In the end, it can be concluded that the presented methodology of reforming EOL organic sheets can enable high quality secondary materials and extend the lifetime of thermoplastic continuous fiber reinforced materials. Due to the properties of fiber-plastic composites, a complete closed-loop recycling with consistent properties is difficult, if not impossible, to achieve. Against this background, the goal must be to extend fiber-plastic materials service life and maintain the properties as best as possible. In this sense, the presented approach can contribute to such a cascade utilization. The prerequisite for this is a further development and solution of the described challenges.

5 Conclusions

The sustainable use of EOL fiber-reinforced plastics is one of this industry's biggest challenges.

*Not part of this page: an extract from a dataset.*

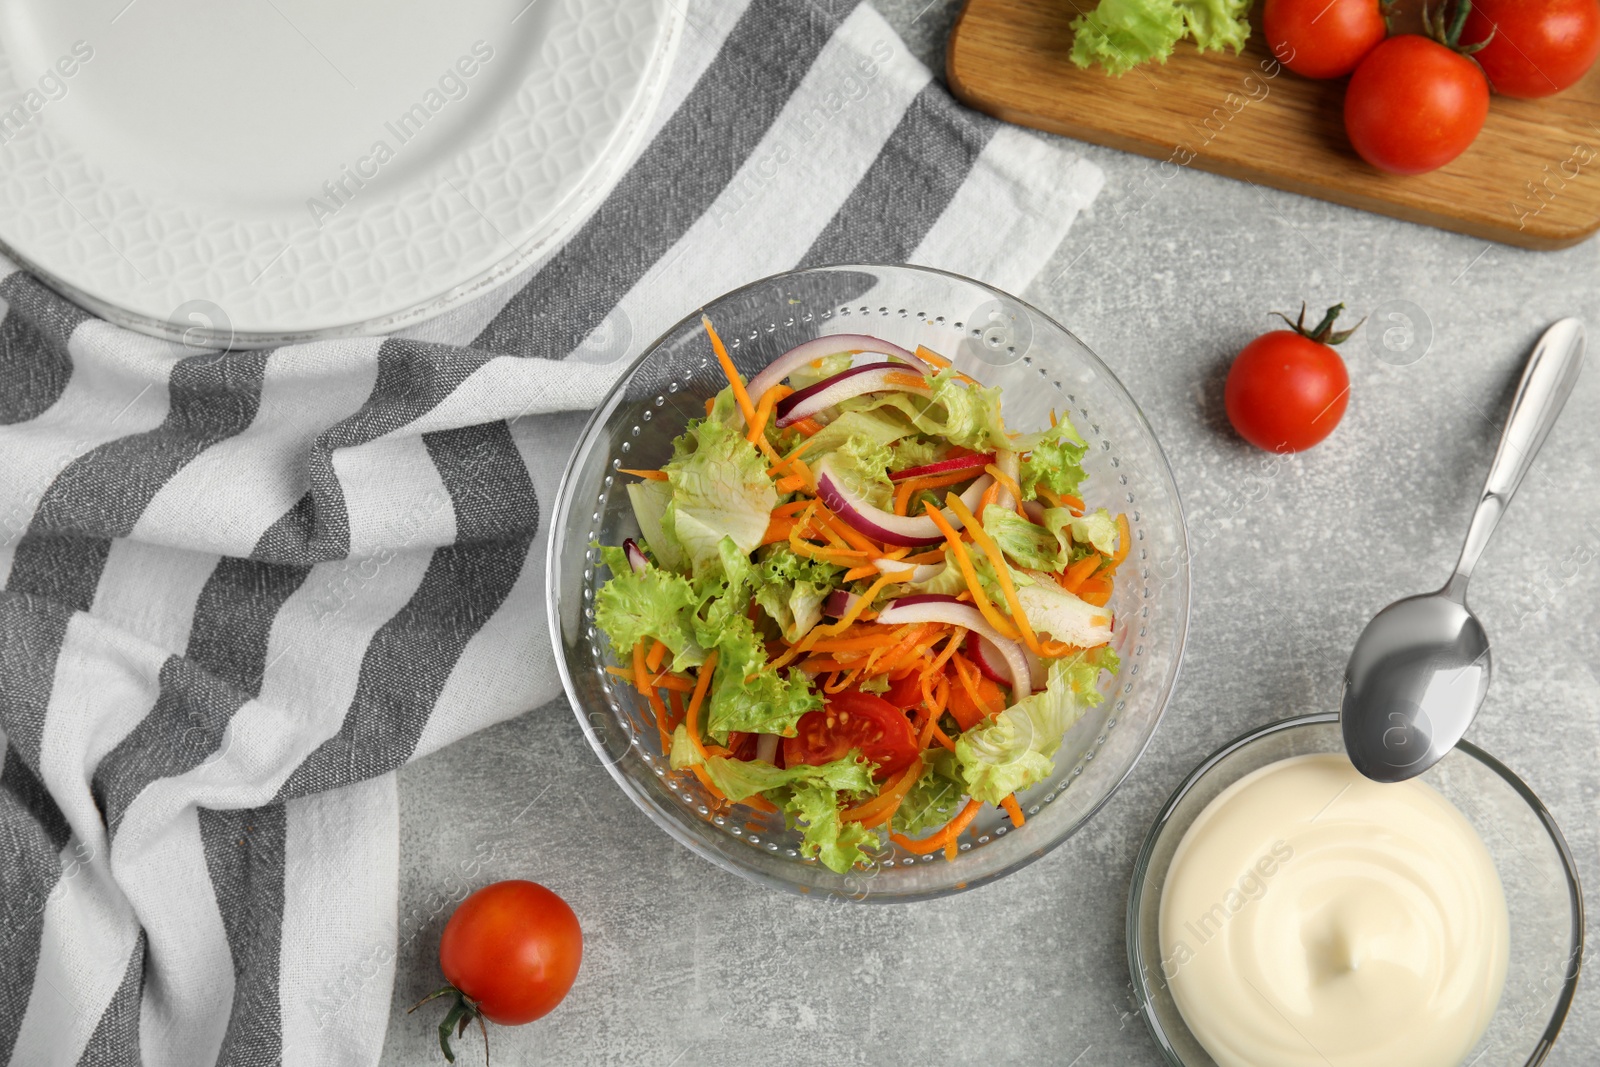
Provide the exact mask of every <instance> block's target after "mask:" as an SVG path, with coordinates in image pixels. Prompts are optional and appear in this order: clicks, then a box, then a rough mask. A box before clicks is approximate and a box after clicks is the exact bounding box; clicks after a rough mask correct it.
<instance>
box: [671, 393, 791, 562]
mask: <svg viewBox="0 0 1600 1067" xmlns="http://www.w3.org/2000/svg"><path fill="white" fill-rule="evenodd" d="M662 470H666V472H667V482H669V483H670V486H672V507H670V512H669V517H670V523H672V526H670V533H672V536H675V537H677V541H678V544H682V545H683V550H685V552H686V553H688V560H690V565H691V568H693V571H694V574H696V576H699V574H702V573H704V571H706V568H710V566H718V565H720V560H722V557H720V552H718V549H717V542H718V541H722V539H723V537H731V539H733V544H734V545H736V547H738V549H739V552H741V553H744V555H749V553H750V552H754V550H755V547H757V545H758V544H762V536H763V534H765V533H766V523H768V520H770V517H771V510H773V509H774V507H778V490H774V488H773V480H771V478H770V477H766V461H765V459H763V458H762V453H758V451H757V450H755V445H752V443H750V442H747V440H746V438H744V435H742V434H739V432H738V430H736V429H733V427H730V426H726V424H725V422H723V421H722V419H720V418H718V416H717V411H715V408H714V410H712V414H710V416H707V418H704V419H698V421H694V422H690V427H688V430H685V434H683V435H682V437H678V440H677V442H674V456H672V459H670V461H669V462H667V466H666V467H662ZM662 525H666V522H664V523H662Z"/></svg>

The present study investigated the new approach of reprocessing organic sheets by back forming. The results show the potential of this approach compared to current recycling routes. The mechanical properties of the refurbished materials are still superior to many alternative materials even after 5 cycles of processing. However, there is still a considerable need for development before the approach can be implemented on real components. Particular attention must be paid to the interaction between the design of the primary and secondary component or product, the process chains for remanufacturing and the materials used.